Il assez bien connu que les textes sur le caractère progressiste du capitalisme sur le plan de la création scientifique et technologique sont constamment qualifiés sous l'angle de leurs conséquences très négatives pour les travailleurs [13] . Ce qui a été dit moins souvent, c'est que certains de ces textes [14] , le sont également sous l'angle de leurs conséquences néfastes pour la 'terre', terme qu'il faut considérer comme un raccourci servant à désigner de façon beaucoup plus large les conditions naturelles, physiques de la production et de la reproduction.

L'un des passages où Marx est le plus explicite par rapport aux conséquences 'écologiques' du capitalisme est celui qui clôt la longue quatrième section du livre I du Capital sur la production de la plus value relative. Il y traite de l'exploitation du travail dans le secteur agricole, dans le cadre de développements plus large sur les rapports entre l'agriculture et la grande industrie.
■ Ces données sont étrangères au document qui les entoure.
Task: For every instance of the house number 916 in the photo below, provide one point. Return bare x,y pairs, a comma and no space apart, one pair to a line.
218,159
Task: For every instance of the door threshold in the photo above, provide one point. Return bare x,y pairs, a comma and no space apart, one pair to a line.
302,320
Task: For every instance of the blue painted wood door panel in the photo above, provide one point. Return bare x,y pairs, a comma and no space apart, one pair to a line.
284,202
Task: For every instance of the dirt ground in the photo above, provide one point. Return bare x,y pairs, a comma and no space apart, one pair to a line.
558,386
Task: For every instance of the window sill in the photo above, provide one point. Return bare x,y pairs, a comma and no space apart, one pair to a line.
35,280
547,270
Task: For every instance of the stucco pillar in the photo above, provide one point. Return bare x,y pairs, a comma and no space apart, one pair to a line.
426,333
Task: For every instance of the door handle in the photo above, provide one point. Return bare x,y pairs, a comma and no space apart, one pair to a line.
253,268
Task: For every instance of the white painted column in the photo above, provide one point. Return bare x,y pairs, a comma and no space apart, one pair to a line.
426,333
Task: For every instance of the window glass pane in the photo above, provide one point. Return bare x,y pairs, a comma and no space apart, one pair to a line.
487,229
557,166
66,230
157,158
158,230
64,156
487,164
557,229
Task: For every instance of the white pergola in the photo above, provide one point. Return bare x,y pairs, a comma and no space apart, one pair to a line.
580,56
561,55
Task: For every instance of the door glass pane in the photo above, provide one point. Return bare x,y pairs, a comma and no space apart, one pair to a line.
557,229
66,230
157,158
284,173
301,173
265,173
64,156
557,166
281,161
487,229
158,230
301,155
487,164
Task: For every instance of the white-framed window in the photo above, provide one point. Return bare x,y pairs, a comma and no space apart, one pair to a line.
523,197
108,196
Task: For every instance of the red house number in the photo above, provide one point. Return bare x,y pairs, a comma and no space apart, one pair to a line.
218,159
Une lecture tant soit peu attentive de ces développements indique à quel point, pour Marx, l'idée de progrès est subordonnée à celle de révolution: 'Avec la prépondérance toujours croissante de la population des villes qu'elle agglomère dans de grands centres, la production capitaliste, d'une part accumule la force motrice de l'histoire; d'autre part, elle détruit non seulement la santé physique des ouvriers urbains et la vie intellectuelle des travailleurs rustiques, mais elle trouble encore la circulation matérielle entre l'homme et la terre (etc)' [15] . Aujourd'hui comme hier, dans des conditions historiques différentes, l'enjeu est là: dans la capacité d'auto-organisation [16] de cette population, majoritairement urbaine, de vendeurs de leur force de travail (de salariés et de chômeurs qui sont des «prolétaires» même s'ils ne sont plus majoritairement ouvriers) jusqu'à être capables de jouer ce rôle de 'force motrice de l'histoire', c'est-à-dire de sujet politique décidé à en finir avec le capitalisme.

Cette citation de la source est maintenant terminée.